O exemplo da UnB, lembra Neres, quebrou muitas resistências, como a ideia de que os cotistas abandonariam a graduação ou teriam desempenho inferior aos de alunos não cotistas. “Já se verifica que esses estudantes são tão capazes quanto os demais ou ainda têm um desenvolvimento muito melhor. Nesse sentido, não há dúvida da capacidade dos cotistas, porque eles já demonstraram isso e pesquisas também têm revelado.”
O percentual de negros no ensino superior quase dobrou no período dez anos: em 2005, um ano após a implementação de ações afirmativas, apenas 5,5% dos jovens pretos ou pardos de 18 a 24 anos frequentavam uma faculdade. De acordo com o Instituto Brasileiro de Geografia e Estatística (IBGE), em 2015, 12,8% dos negros na mesma faixa etária estavam matriculados no ensino superior. O número equivale a menos da metade dos jovens brancos com a mesma oportunidade, que eram 17,8% em 2005 e 26,5% em 2015.
Reparação histórica, diz líder do Compir
O presidente afastado do Conselho Municipal da Promoção da Igualdade Racial (Compir), Moacir Fanfa, o Moa, foi uma das lideranças que sensibilizaram o Executivo, em 2017, para que fosse elaborado um projeto com o objetivo de assegurar vagas a negros e pardos. Segundo ele, o Compir, formado a partir de lei municipal de 2006, foi criado para trabalhar pela comunidade negra. “Quando chega vez de o conselho cumprir o que lhe compete e criar uma política que mexe com o sistema, somos barrados? Santa Cruz está atrasada no enfrentamento ao racismo.”
Aprovado em concurso público em primeiro lugar, Moa Fanfa, que trabalha na Guarda Municipal, acrescenta que as cotas raciais são um modo de reparação histórica, uma forma de garantir assistência a um grupo que sente até hoje os reflexos do passado. Sua colega e presidente interina, Elizabeth Rodrigues, complementa que garantir as cotas é assegurar a representatividade dos negros.“Somos 54% da população brasileira, mas na repartição pública em que eu trabalho, por exemplo, enxergo apenas dois negros. É por essa mudança que lutamos. Para aumentar a nossa presença em todos os espaços.”
Manter o benefício aos negros e ampliar para outros grupos
Ainda em 2006, época em que se discutia a Lei de Cotas e o Estatuto da Igualdade Racial no Brasil, um grupo de mais de 120 intelectuais assinou um manifesto contra a reserva de vagas por critério racial. Nomes como o cantor Caetano Veloso, o poeta Ferreira Gullar, o sociólogo e professor da Universidade Federal do Rio de Janeiro (UFRJ), Bernardo Sorj, e a antropóloga e professora emérita da Universidade de São Paulo (USP), Eunice Durham, concordaram que a adoção de identidades raciais não deveria ser imposta e regulada pelo Estado.

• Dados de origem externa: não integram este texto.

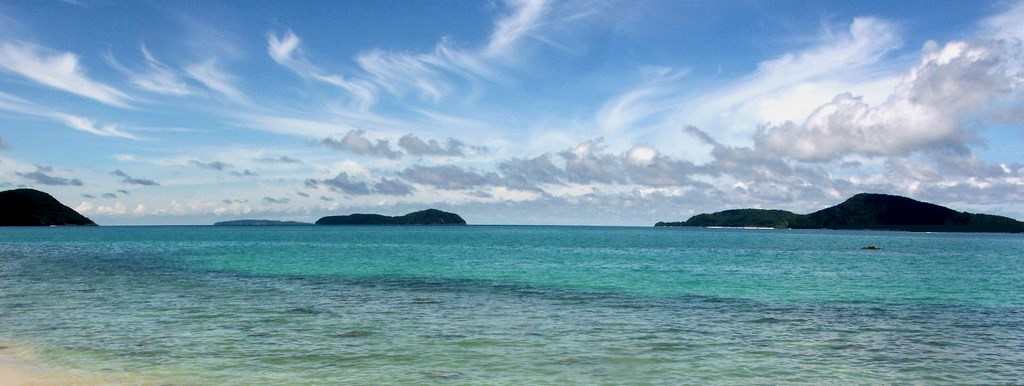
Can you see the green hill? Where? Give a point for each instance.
(863, 211)
(426, 217)
(34, 208)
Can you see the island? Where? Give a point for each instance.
(27, 207)
(425, 217)
(863, 211)
(251, 222)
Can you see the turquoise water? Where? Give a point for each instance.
(516, 304)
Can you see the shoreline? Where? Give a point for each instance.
(19, 366)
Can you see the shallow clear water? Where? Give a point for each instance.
(516, 304)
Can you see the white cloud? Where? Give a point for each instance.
(15, 104)
(520, 22)
(87, 125)
(790, 86)
(931, 106)
(57, 70)
(652, 97)
(156, 78)
(213, 77)
(286, 51)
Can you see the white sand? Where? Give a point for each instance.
(19, 368)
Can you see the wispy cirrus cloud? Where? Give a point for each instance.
(15, 104)
(127, 179)
(157, 77)
(213, 77)
(43, 175)
(57, 70)
(285, 50)
(355, 141)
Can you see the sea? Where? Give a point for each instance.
(514, 305)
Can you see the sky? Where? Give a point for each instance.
(518, 112)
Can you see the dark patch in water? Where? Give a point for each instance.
(353, 334)
(304, 310)
(773, 320)
(439, 375)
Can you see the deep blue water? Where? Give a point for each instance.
(516, 304)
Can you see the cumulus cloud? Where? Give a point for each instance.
(42, 175)
(449, 176)
(951, 87)
(275, 201)
(355, 141)
(211, 165)
(279, 160)
(127, 179)
(345, 183)
(56, 70)
(341, 183)
(244, 173)
(416, 146)
(389, 186)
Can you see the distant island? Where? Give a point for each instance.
(425, 217)
(33, 208)
(863, 211)
(249, 222)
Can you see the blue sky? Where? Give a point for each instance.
(508, 112)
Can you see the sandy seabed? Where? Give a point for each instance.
(19, 367)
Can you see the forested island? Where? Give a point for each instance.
(252, 222)
(33, 208)
(425, 217)
(863, 211)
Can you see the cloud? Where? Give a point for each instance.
(40, 176)
(388, 186)
(787, 87)
(279, 160)
(127, 179)
(341, 183)
(355, 141)
(285, 50)
(244, 173)
(213, 77)
(950, 88)
(13, 103)
(212, 165)
(449, 177)
(416, 146)
(642, 102)
(56, 70)
(87, 125)
(275, 201)
(520, 22)
(156, 78)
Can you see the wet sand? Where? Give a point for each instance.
(19, 367)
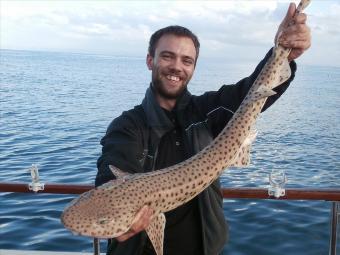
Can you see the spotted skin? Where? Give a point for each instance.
(108, 211)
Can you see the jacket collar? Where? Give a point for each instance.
(156, 118)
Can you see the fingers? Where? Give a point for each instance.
(289, 14)
(141, 221)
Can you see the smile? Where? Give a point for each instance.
(172, 78)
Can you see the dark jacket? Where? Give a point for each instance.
(132, 139)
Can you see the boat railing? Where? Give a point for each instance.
(331, 195)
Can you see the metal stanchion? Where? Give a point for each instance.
(96, 246)
(335, 212)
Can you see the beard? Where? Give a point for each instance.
(162, 90)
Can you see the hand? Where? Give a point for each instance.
(294, 33)
(140, 223)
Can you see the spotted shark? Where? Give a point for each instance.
(108, 211)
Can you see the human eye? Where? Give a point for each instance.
(166, 56)
(188, 61)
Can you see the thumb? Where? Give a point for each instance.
(290, 13)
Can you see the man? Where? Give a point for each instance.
(171, 125)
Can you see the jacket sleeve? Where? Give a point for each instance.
(121, 147)
(220, 105)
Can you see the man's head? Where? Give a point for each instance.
(173, 52)
(174, 30)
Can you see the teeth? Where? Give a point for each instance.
(172, 78)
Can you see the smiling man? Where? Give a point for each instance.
(171, 125)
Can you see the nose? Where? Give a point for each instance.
(176, 66)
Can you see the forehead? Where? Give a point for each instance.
(179, 45)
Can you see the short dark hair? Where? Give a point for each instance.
(174, 30)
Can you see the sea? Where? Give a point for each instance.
(55, 107)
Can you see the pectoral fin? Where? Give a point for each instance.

“Políticas dirigidas a grupos ‘raciais’ estanques em nome da justiça social não eliminam o racismo e podem até mesmo produzir o efeito contrário, dando respaldo legal ao conceito de raça, e possibilitando o acirramento do conflito e da intolerância”, dizia o manifesto.

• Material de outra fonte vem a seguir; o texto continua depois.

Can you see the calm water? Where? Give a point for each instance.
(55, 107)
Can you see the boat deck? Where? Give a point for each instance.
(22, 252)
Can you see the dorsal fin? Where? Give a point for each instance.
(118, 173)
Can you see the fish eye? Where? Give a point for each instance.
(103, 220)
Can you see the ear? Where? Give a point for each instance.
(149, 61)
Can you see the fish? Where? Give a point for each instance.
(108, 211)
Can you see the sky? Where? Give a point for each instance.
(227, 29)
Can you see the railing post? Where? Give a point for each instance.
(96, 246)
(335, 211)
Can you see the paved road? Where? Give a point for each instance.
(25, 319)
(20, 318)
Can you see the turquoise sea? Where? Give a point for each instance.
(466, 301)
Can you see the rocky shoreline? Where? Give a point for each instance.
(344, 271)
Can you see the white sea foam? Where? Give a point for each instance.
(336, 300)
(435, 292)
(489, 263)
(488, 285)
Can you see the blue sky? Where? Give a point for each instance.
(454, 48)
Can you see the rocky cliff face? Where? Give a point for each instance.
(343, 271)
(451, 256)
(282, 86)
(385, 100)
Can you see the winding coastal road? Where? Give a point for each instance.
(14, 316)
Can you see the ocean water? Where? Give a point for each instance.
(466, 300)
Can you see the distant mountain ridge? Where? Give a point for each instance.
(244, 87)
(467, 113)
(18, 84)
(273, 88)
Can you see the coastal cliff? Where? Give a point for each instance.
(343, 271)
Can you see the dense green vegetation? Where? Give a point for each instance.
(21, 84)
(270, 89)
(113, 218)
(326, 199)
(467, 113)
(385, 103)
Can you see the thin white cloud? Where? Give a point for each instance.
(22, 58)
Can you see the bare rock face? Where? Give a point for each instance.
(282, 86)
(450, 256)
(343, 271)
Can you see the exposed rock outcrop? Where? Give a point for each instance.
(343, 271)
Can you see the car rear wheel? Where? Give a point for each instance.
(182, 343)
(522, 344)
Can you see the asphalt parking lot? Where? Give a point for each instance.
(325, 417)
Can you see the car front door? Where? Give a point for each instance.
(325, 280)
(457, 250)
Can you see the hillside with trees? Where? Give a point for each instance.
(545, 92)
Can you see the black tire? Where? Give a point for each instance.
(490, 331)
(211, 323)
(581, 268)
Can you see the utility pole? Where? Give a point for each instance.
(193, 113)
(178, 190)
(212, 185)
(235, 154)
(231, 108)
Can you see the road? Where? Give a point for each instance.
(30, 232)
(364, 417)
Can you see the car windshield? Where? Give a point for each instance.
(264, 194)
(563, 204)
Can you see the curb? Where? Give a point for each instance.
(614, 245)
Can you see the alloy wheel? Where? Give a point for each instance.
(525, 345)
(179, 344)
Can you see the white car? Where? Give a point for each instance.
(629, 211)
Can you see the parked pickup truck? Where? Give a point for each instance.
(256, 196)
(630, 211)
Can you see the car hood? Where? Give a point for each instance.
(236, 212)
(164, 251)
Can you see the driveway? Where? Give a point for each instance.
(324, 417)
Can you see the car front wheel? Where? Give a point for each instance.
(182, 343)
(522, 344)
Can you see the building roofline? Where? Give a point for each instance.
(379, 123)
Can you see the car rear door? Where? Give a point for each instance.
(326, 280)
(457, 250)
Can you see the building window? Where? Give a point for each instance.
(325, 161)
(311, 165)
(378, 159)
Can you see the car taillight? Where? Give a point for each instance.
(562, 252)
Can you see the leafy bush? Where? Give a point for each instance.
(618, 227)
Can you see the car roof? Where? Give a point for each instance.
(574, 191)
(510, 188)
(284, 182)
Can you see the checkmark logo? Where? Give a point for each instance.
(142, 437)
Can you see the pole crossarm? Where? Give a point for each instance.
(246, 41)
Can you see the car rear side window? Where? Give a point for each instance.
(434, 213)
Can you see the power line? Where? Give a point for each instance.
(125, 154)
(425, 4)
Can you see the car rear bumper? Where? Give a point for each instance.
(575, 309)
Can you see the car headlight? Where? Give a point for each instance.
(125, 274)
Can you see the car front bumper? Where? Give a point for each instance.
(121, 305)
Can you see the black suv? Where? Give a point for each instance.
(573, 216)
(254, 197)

Nesse caminho, o professor do curso de Direito da Unisc e pós-doutor em Direitos Humanos, Clóvis Gorczevski, acredita que a cota social seria mais adequada por atender outros públicos excluídos. “Me parece mais justo designar cota para todos que sobrevivem com o mínimo (os hipossuficientes), assim atenderia cidadãos com qualquer necessidade.” E acrescenta: “Ora, se os negros, em sua maioria, são mais pobres por questões históricas, me parece lógico que eles seriam os mais beneficiados”.
Gorczevski concorda que o racismo é inegável na sociedade e os negros sentem os reflexos do passado até hoje. Pondera, no entanto, que a ação afirmativa racial hoje acaba sendo apresentada mais como uma política de governo, não de Estado. “A questão é que se eu transformar a política racial em social, eu dou o mesmo reconhecimento para os negros e amplio para os grupos mais pobres, como quilombolas, ciganos e até indígenas.”
Ideologia atrapalha discussão
Pós-doutor em Direitos Humanos, o professor Clóvis Gorczevski também critica o fato de a discussão das cotas no Brasil estar mudando de foco. “Tenho a impressão de que a política pública que deveria ser via Estado, no Brasil, foi apresentada como política pública de governo. Isso ideologizou o debate.” O cenário, conforme sua análise, incentiva que muitas pessoas não se posicionem a favor ou contra determinada ação afirmativa, mas a favor de uma ideologia governante.